# Imports

In [1]:
import pandas as pd
# Selenium is a web testing library. It is used to automate browser activities. (Dynamic web pages)
from selenium import webdriver
from selenium.common.exceptions import ElementClickInterceptedException
from selenium.common.exceptions import TimeoutException
from selenium.webdriver.common.by import By
from selenium.webdriver.support import expected_conditions as EC
from selenium.webdriver.support.wait import WebDriverWait

# BeautifulSoup is a Python library for pulling data out of HTML and XML files.
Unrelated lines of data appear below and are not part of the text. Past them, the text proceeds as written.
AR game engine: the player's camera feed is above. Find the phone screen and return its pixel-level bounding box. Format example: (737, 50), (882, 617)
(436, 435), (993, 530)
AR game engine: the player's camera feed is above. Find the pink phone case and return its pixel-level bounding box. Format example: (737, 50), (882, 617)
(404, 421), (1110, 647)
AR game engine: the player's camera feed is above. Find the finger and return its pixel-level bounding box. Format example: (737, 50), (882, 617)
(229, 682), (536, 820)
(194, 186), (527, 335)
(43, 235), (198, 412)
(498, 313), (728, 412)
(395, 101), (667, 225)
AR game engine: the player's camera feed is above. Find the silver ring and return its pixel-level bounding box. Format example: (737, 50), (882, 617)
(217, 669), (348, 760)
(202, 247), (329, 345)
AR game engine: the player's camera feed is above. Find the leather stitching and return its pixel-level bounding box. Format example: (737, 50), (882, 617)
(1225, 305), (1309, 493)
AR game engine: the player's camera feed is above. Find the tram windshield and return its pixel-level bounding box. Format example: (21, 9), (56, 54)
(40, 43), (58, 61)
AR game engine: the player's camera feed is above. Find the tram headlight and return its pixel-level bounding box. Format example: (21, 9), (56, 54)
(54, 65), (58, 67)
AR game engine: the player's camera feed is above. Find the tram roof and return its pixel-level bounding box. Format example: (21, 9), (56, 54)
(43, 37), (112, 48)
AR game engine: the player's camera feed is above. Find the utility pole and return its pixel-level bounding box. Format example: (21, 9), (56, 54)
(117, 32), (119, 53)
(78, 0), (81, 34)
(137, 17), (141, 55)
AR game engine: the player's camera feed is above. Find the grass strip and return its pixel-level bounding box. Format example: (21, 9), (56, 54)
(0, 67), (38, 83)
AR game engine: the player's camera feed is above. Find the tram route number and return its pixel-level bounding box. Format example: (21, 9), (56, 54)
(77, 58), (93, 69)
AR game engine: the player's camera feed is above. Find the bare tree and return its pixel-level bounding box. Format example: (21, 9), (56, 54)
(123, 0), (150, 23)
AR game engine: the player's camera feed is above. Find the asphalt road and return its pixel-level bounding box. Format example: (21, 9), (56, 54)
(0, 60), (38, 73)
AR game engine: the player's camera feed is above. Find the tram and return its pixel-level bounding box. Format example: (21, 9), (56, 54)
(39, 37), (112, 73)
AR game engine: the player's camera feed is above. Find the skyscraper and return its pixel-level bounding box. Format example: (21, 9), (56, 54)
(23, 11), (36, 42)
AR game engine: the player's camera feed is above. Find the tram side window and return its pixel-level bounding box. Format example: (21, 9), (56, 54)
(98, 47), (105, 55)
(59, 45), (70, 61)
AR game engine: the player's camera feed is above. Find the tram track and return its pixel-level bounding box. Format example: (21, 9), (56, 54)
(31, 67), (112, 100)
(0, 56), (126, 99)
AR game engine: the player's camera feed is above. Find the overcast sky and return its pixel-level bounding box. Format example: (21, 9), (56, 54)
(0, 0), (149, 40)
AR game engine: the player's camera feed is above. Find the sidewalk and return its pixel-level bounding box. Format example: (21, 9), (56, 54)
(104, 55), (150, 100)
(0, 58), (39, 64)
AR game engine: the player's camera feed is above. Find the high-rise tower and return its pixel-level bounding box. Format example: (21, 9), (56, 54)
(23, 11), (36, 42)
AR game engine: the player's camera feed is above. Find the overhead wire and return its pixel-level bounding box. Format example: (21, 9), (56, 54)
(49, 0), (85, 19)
It creates parse trees that is helpful to extract the data easily.
from bs4 import BeautifulSoup
import requests

from useful import *

# Connect to IMDb web

In [2]:
# Connect to the web
browser = webdriver.Edge("msedgedriver.exe")
browser.maximize_window()
browser.get("https://www.imdb.com/")

# 1. Top 250 Movies

1. Reject Cookies
2. Click on the "Drop-Down Menu"
3. Click on "Top 250 best movies"

Data Extracted
- Movie Title
- Calification
- Number of reviews
- Year
- Duration
- Rating

In [10]:
try:
    # # Change to English version
    # WebDriverWait(browser, 10).until(
    #     EC.element_to_be_clickable((By.XPATH, '//*[@id="imdbHeader"]/div[2]/div[6]/label'))
    # ).click()
    # WebDriverWait(browser, 10).until(
    #     EC.element_to_be_clickable((By.XPATH, '//*[@id="language-option-en-US"]'))
    # ).click()
    try:
        # Reject Cookies
        WebDriverWait(browser, 10).until(
            EC.element_to_be_clickable((By.XPATH, '//*[@id="__next"]/div/div/div[2]/div/button[1]'))
        ).click()
    except TimeoutException:
        pass
    # Clicar en desplegable //*[@id="imdbHeader-navDrawerOpen"]/span
    WebDriverWait(browser, 10).until(
        EC.element_to_be_clickable((By.XPATH, '//*[@id="imdbHeader-navDrawerOpen"]/span'))
    ).click()
    
    WebDriverWait(browser, 10).until(
        EC.element_to_be_clickable((By.XPATH, '//*[@id="imdbHeader"]/div[2]/aside[1]/div/div[2]/div/div[1]/span/div/div/ul/a[2]/span'))
    ).click()
except TimeoutException:
    pass

In [11]:
my_url = browser.current_url
headers = {
    'User-Agent': 'Mozilla/5.0 (Windows NT 10.0; Win64; x64) AppleWebKit/537.36 (KHTML, like Gecko) Chrome/58.0.3029.110 Safari/537.3'}

soup = BeautifulSoup(requests.get(my_url, headers=headers).content, "html.parser")
data = extract_top250movie_data(soup)
df = pd.DataFrame(data, columns=['Movie', 'Calification', 'N.Reviews', 'Year', 'Duration', 'Rating'])

In [12]:
# Save CSV
df.to_csv('../Outputs/top_250.csv', index=False)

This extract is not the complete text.